Every mailbox starts at gated_send, then you adjust the mode

Every MultiMail mailbox has an oversight_mode field — one of read_only, gated_all, gated_send, monitored, or autonomous. New mailboxes always start at gated_send; from there you downgrade to a stricter mode immediately (PATCH /v1/mailboxes/{id}) or request a higher-autonomy upgrade through the operator-approved upgrade flow. The mode is stored server-side and applies to all agent actions on that mailbox regardless of how the agent was instructed.

2

Agent actions are gated or logged according to the mode

When the agent calls the send or reply endpoint (POST /v1/mailboxes/{mailbox_id}/send or POST /v1/mailboxes/{mailbox_id}/reply/{email_id}), MultiMail checks the mailbox mode before acting. In gated_send mode, reads execute immediately but sends are held in a pending queue. In monitored mode, sends execute and a notification is dispatched to the operator. The agent receives a status indicating whether the action was executed, queued, or blocked.

3

Human reviewers process the approval queue

For gated modes, GET /v1/oversight/pending returns all actions awaiting approval.

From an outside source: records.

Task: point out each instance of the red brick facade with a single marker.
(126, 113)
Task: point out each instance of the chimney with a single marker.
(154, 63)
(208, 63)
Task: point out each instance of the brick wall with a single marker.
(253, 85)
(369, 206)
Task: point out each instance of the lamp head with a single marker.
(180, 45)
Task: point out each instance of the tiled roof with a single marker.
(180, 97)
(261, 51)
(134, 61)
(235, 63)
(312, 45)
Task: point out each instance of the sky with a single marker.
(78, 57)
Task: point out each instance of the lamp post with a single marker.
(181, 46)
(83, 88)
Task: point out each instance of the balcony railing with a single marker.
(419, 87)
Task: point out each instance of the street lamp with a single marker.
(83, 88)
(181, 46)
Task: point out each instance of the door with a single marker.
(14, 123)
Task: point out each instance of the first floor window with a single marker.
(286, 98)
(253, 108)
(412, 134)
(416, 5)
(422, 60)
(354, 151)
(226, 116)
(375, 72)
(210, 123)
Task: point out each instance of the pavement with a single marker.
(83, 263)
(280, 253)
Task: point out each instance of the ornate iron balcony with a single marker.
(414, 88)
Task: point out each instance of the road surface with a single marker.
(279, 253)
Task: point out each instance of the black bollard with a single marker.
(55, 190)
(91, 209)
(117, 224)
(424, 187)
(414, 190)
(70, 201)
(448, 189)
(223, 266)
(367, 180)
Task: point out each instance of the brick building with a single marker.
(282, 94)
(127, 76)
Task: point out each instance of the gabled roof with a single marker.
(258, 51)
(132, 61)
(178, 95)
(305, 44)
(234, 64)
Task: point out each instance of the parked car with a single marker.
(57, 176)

Reviewers call POST /v1/oversight/decide with action approve or reject. Approved messages are sent immediately; rejected messages are discarded and the decision is logged. Webhooks fire on both outcomes so downstream systems stay in sync.

4

Monitor behavior and adjust the policy

The audit log captures every agent action, approval decision, and mode change. When a support agent has processed 500 inbound tickets without a false positive, you have evidence to justify upgrading from gated_send to monitored. Upgrades go through the operator-approved upgrade flow (request a code, then redeem it); downgrades to a stricter mode are an immediate PATCH. The new policy applies on the next action.

5

Expand autonomy incrementally as trust is earned

The mode ladder is designed to be climbed: read_only → gated_all → gated_send → monitored → autonomous. Each rung represents a documented, reversible trust decision. If behavior degrades — higher complaint rates, off-topic sends, approval queue anomalies — downgrade the mode via API. The change is instant and requires no redeployment.


Try it with your agent

Pick your platform, copy the prompt, and paste it to your AI agent — it sets up MultiMail and builds the whole flow. Nothing to fill in.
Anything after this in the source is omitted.